Para estas autoras, a dificuldade em garantir a continuidade no acompanhamento territorial do indivíduo em sofrimento psíquico pode suscitar reincidência de internações, tendo em vista a ausência de uma rede extra-hospitalar que acolha a demanda e garanta uma atenção efetiva e eficaz.

Em sua fala, Sírius expressa a dificuldade dos usuários atendidos no HJM para obter acesso ao acompanhamento no ambulatório de saúde mental em Natal-RN. A situação do atendimento em nível ambulatorial foi comentada por parte considerável dos sujeitos desta pesquisa, como mostra ainda o recorte que se segue:

Aqueles pacientes que a gente acha que dá pra ser tratado em ambulatório, a gente tem uma dificuldade muito grande desses pacientes conseguirem uma vaga para o ambulatório. O paciente acaba piorando muito o quadro e acaba tendo que internar de novo porque não tem assistência. O que seria interessante seria o paciente já sair daqui com a vaga, qual o dia que ele vai passar no CAPS ou qual o dia que ele vai passar com o psiquiatra ou o dia que ele vai passar no ambulatório. Aí sim, eu acho que isso aí seria uma assistência adequada (SHAULA).

Shaula explicita a dificuldade sentida em encaminhar usuário para realizar acompanhamento em nível ambulatorial, mesmo que este usuário não tenha indicações de internação. Por outro lado, menciona a dificuldade que os próprios usuários têm em conseguir vagas no ambulatório de saúde mental de Natal-RN. Para Shaula este período no qual o usuário fica sem assistência pode agravar o quadro psicopatológico e culminar em uma reinternação.

O ambulatório de saúde mental referido localiza-se no bairro da Ribeira, Distrito Sanitário Leste de Natal-RN. Vale salientar que se considera que o serviço de ambulatório é especializado em saúde mental quando este é constituído por pelo menos quatro profissionais da área. De acordo com informativo eletrônico sobre a PNSM, além do quadro de ambulatórios especializados em saúde mental no Brasil ser precário, os que existem, em geral, tem baixa resolubilidade e um funcionamento pouco articulado à rede de atenção à saúde mental (BRASIL, 2010b).

Estudo de Santos, Oliveira e Yamamoto (2009) ressalta que o Ambulatório de Saúde Mental de Natal é procurado cotidianamente por pessoas em busca de assistência, porém, devido a sua capacidade reduzida em oferecer atendimento, este serviço não responde a demanda existente. De acordo com estes autores, a escassez de atendimento no serviço

ambulatorial, assim como, a insuficiência numérica dos serviços substitutivos concorre para o aumento da demanda do hospital psiquiátrico.

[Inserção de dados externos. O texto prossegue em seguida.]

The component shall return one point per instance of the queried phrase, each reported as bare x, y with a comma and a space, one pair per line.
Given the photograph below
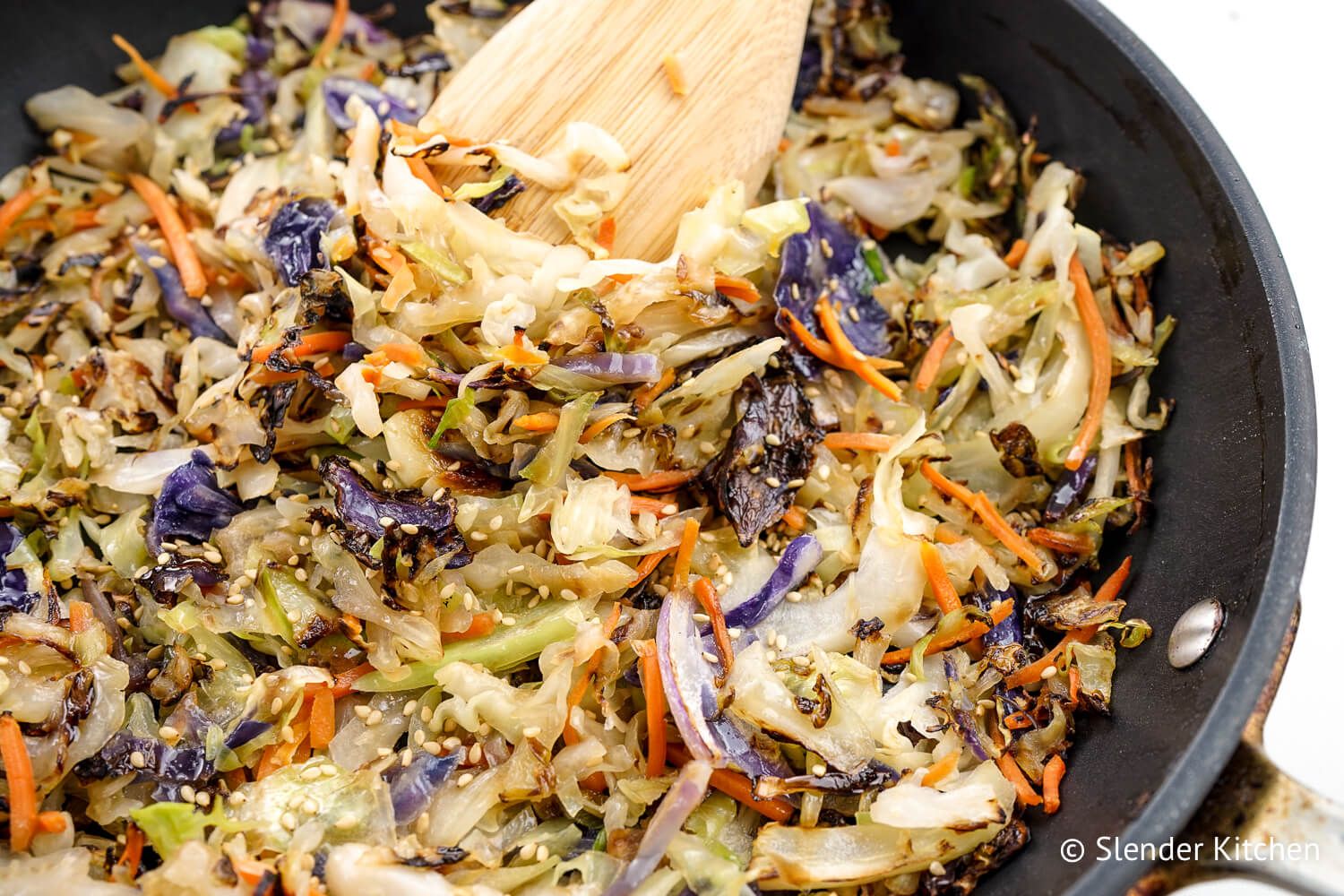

Santos, Oliveira e Yamamoto (2009) ainda destacam que um dos motivos que determinam as filas para atendimento no Ambulatório de Saúde Mental de Natal é a sua ociosidade, o que explicam referindo que este serviço só funciona no turno matutino, pois embora a estrutura física permaneça organizada e disponível, não há profissionais lotados para outros turnos, além disso, às segundas-feiras há apenas expediente interno.

Por outro lado, ainda ressente-se a inexpressividade da articulação entre o Ambulatório da Ribeira e os demais serviços da rede municipal de saúde de Natal. Em detrimento do que preconiza a PNSM, o que ainda se observa no cotidiano da saúde mental potiguar são serviços que atuam de forma isolada, além da dificuldade de serem estabelecidos diálogos que favoreçam a troca de saberes, informações e práticas. Nesse sentido, “a tão denominada „rede de serviços‟, na verdade, está circunscrita ao papel e pouco se apresenta na realidade cotidiana dos equipamentos de saúde” (SANTOS; OLIVEIRA; YAMAMOTO, 2009, p. 320. Grifo dos autores).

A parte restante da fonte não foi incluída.